The opening 8 bars of this string quartet have spawned (inspired?) doctoral theses.

So to function effectively in a quartet, you always have to be aware of:
1. Who has the main voice at that particular moment
2. Who will have the main voice next
3. If you’re not the main voice, how prominent should your role be/how can you add to the mixture without overpowering?

Quartet members have many different communication styles: some (like me) like to talk a lot, to intellectualize, to explain, to understand the theory. Others like to demonstrate simply by playing (and frankly, your playing should be enough in an ideal world, but sometimes you have to hash things out verbally), others are a mixture.

Quartet is very intense — if you think pair programming is intense, imagine quartet programming and you have an idea of what it’s like. String quartets have been (justly) described as a marriage between four people.

So how do you communicate?

(NB: This is my experience — not at all intended to say it’s the right or only way — and I’d be really interested to hear from other chamber musicians what their thoughts are.)

First question: Is the chemistry good or not? If your musical styles don’t have some coherence, it’s probably not going to work. Quartet is all about learning and improving, but there has to be some basic agreement or else some MAJOR flexibility.

If the chemistry isn’t good, well, smile, get through it, and hopefully the next time you’ll have better partners. (That could be a different post — how to handle a situation where the chemistry isn’t great.)

But if the chemistry IS good — things get different.
1. Fundamental rule: listen more than you talk. You’ll probably end up with an equal balance but it’s really important that the focus be on the other person’s ideas and playing. This means that the other people feel heard, and important, which means that they will contribute with 100% energy.

2. It’s clear whether you respect someone’s playing, and if that understanding is there, you can be a lot more direct. With people I really trust and whose playing I adore, I have no problem saying, “Why are you doing that? Doesn’t sound good.” They know I love their playing and I am simply trying to make it better.

3. Culture matters. Americans and Dutch, for example, are much more likely to speak like in #2 directly whereas the English might say “You sound absolutely spiffing, my dear chap, but just wondering if you might possibly consider doing it this other way just the once, although I’m sure it’s absolute poppycock?” Be aware of these differences.

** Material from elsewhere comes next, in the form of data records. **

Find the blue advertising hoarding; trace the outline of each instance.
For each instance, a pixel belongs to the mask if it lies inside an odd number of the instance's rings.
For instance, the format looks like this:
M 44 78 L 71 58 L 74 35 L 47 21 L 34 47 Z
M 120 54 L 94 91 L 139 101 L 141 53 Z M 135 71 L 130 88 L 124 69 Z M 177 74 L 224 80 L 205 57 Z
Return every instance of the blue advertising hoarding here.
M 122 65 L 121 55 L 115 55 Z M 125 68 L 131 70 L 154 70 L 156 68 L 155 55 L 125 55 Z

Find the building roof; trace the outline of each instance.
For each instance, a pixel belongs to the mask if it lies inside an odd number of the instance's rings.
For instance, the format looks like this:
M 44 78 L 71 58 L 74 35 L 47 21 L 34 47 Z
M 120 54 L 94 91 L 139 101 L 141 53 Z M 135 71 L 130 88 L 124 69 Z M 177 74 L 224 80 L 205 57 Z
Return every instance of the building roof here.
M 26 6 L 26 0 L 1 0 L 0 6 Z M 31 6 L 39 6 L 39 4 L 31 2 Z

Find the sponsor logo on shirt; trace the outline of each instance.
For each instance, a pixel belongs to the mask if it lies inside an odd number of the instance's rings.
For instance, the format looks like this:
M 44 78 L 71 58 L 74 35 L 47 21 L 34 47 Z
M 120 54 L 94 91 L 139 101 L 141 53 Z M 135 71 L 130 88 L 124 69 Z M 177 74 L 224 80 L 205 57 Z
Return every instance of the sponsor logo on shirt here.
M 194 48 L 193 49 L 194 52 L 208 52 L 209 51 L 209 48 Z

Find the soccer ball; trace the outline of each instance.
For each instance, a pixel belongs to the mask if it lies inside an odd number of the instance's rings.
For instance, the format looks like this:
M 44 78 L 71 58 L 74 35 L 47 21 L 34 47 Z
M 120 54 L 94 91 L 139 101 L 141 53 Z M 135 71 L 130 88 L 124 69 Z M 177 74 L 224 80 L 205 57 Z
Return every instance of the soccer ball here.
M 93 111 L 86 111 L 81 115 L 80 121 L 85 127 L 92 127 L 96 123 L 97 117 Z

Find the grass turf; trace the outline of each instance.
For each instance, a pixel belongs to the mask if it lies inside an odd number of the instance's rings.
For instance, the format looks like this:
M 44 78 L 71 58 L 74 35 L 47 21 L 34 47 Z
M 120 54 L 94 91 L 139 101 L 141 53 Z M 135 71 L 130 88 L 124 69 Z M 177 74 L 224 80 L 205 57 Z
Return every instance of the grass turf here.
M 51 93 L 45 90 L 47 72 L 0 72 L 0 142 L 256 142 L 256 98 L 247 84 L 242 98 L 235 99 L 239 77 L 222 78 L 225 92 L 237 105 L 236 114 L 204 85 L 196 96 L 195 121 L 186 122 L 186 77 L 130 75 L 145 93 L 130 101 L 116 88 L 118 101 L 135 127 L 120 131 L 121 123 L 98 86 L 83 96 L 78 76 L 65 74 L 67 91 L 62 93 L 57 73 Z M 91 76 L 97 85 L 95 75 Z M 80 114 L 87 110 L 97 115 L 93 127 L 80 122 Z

4. Always try the other person’s idea with 100% enthusiasm. One of my favourite quartet memories was in undergrad when my cellist and I had opposite ideas about how a phrase in a Brahms string quartet should go. We tried both ideas with such conviction that at the end, we preferred each others’! There’s usually more than one way to do something, and trying someone else’s way means you learn.

5. If there are two equally valid ways to solve a problem or approach a situation, choose the way the other person wants. You’ll learn something, and the other person will feel validated.

Right, that’s it for now — may update more as the thoughts occur!